Benin. President Thomas Boni Yayi was elected President of the African Union (AU) in January for a year. He succeeded Equatorial Guinea’s president in the post.
In June, Yayi hosted the annual Nordic-African summit, which included, among others, Sweden’s Foreign Minister Carl Bildt. US Secretary of State Hillary Clinton visited the country in August as the last arrest during a tour of Africa. In late October, European Commission President José Mario Barroso made his first visit there. In addition to entering into a loan agreement of EUR 50 million, Barroso and Yayi discussed the crisis in West African Mali.
Just before Barroso’s visit, a suspected plot against the president was revealed. Yayi’s doctor, a sibling and a former trade minister were arrested, suspected of planning to poison the president by exchanging his medicine for poison. Shortly thereafter, an arrest warrant was issued against a businessman, Patrice Talon, who had previously funded the presidential election campaigns as well as a companion to Talon. Talon, who was abroad, denied the charges. Arguments about business contracts were mentioned as a possible motive for the plot.
- AbbreviationFinder.org: Provides most commonly used acronyms and abbreviations for Benin. Also includes location map, major cities, and country overview.

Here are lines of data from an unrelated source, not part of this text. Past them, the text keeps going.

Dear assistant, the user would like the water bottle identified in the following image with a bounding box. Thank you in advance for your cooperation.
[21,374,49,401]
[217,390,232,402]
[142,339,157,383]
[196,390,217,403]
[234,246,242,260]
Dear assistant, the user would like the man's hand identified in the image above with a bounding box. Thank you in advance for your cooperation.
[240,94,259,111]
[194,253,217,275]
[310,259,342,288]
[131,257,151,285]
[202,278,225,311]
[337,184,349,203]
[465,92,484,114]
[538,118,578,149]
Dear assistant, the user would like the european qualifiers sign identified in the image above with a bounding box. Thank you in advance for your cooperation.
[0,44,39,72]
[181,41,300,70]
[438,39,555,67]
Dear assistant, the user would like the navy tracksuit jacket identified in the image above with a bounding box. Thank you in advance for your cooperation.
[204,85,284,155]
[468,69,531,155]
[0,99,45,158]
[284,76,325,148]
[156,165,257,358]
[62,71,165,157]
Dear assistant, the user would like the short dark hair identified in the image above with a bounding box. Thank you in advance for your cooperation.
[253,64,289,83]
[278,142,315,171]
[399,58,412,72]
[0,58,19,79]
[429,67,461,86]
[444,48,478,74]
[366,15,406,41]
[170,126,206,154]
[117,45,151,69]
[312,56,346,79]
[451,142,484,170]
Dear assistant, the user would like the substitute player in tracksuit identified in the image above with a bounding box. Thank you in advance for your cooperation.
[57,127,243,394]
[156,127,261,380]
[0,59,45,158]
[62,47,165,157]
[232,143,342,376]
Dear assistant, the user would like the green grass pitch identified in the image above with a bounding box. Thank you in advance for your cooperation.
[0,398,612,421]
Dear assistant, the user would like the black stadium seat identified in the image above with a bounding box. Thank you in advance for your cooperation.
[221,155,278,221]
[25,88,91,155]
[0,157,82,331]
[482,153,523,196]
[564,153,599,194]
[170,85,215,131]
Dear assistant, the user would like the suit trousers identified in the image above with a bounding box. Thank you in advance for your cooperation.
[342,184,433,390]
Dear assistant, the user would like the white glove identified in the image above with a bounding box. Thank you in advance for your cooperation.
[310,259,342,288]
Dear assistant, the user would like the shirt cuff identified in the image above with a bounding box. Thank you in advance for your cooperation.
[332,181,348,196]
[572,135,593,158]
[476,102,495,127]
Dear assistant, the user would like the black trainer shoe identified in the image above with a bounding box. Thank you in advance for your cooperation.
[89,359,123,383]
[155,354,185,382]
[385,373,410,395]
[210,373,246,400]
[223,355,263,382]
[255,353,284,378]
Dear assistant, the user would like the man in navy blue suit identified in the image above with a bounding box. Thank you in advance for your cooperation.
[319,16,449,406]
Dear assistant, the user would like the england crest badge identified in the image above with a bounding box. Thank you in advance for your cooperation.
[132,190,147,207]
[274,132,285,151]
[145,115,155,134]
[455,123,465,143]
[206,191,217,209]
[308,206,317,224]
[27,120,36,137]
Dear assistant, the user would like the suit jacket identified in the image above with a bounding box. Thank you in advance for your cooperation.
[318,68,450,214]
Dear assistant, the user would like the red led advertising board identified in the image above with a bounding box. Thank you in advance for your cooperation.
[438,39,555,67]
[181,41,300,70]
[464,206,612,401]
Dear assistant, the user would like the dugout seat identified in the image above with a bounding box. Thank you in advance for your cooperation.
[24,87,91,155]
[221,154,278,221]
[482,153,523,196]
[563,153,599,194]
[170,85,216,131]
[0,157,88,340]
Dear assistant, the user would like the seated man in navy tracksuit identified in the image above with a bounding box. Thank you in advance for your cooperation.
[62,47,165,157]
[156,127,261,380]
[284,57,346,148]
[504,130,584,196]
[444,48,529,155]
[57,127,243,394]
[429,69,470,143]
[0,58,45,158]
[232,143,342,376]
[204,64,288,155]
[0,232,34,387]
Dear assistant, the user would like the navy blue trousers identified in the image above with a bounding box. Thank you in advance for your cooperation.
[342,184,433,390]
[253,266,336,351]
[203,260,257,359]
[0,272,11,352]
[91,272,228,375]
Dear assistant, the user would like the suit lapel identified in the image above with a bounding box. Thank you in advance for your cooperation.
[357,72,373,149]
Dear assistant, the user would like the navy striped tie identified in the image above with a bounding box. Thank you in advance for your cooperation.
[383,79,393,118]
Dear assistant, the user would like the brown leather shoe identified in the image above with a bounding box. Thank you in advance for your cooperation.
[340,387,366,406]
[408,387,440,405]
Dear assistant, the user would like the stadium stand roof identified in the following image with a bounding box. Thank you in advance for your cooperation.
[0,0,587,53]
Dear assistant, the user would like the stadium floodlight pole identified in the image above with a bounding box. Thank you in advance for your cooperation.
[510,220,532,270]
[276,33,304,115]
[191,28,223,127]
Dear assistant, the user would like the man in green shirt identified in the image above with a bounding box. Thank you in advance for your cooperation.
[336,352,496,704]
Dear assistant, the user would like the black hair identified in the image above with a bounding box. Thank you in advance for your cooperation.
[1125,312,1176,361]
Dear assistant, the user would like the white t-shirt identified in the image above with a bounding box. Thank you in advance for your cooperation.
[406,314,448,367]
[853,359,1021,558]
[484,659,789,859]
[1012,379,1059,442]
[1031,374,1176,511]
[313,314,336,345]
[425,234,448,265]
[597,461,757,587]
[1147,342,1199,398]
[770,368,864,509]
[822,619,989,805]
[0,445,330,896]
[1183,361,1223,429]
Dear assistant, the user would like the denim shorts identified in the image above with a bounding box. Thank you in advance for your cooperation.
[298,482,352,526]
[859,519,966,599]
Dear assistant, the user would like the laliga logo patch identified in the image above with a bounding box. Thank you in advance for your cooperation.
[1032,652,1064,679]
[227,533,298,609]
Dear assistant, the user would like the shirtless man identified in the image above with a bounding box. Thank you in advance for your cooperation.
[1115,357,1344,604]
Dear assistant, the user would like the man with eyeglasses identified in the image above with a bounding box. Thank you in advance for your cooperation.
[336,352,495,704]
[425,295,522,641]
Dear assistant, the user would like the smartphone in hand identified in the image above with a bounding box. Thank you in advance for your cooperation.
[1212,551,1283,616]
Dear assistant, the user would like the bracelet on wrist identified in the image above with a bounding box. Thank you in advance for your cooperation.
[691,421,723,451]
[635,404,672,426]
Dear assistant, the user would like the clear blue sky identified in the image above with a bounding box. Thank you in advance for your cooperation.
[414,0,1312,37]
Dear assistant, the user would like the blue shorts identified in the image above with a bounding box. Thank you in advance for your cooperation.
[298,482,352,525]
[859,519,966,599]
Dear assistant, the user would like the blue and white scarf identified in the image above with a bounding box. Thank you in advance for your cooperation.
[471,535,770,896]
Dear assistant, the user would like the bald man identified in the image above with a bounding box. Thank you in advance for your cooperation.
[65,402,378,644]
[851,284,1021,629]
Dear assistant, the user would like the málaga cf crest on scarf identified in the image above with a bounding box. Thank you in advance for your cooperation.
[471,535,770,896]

Pirate attacks continued off the coast of Guinea during the year and spread west toward Togo. Up to September, the number of reported attacks was slightly higher than in the corresponding period in 2011. The pirates in the Gulf of Guinea are often focused on stealing cargo, e.g. oil, and the risk of violence is great, warned international shipping organizations. Benin and neighboring Nigeria continued to patrol the waters, and Benin hosted a conference on anti-piracy.
According to countryaah, the population of Benin in 2012 was 10,575,841, ranking number 85 in the world. The population growth rate was 2.830% yearly, and the population density was 93.7917 people per km2.
Dahomey has two railway lines: the central railway and the east railway. The central railway (300 km.) Joins Cotonou to Savé passing through Allada and Abomey and from it branches off a section from Pakou to Segborué to Ouidah (30 km.); a road of 483 km., passable by cars in any season, goes from Savé to Gaya on the Niger. Extensions of the central railway are planned towards Niger and Upper Volta, and a line from Segborué to Anecho is also planned, which would connect the railway network of Dahomey with that of Togo. The Eastern railway (80 km.) Connects Porto Novo to Pobé with a branch for Sakéte. Cotonou, Ouidah and Grand Popo are external bays, where the ships fish offshore, and the discharges must be made by means of pirogues that cross the dam; Cotonou, the main port of the colony, it has a quay; a regular navigation service is necessary in the lagoons; the Cotnnou lagoon communicates with that of Porto Novo and this with Lagos (Nigeria).
Trade in Dahomey reaches a movement of 295 million (of which 159 for imports and 136 for exports). Imports mainly consist of manufactured items, cotton fabrics, sugar, petroleum, matches, tobacco; exports of palm nuts (48,000 tons, worth 85 million), palm oil (18,000 tons, worth 42 million), cotton (726 tons, worth 6 million), corn, dried fish. In imports France participates for 59 million, Great Britain for 54 and the United States for 19; France participates in exports for 32 million, Germany for 47, Great Britain for 37.
For the eastern part of Togo, which – by virtue of a Franco-English agreement of 1919 – was placed under a French mandate, see to the entry togo.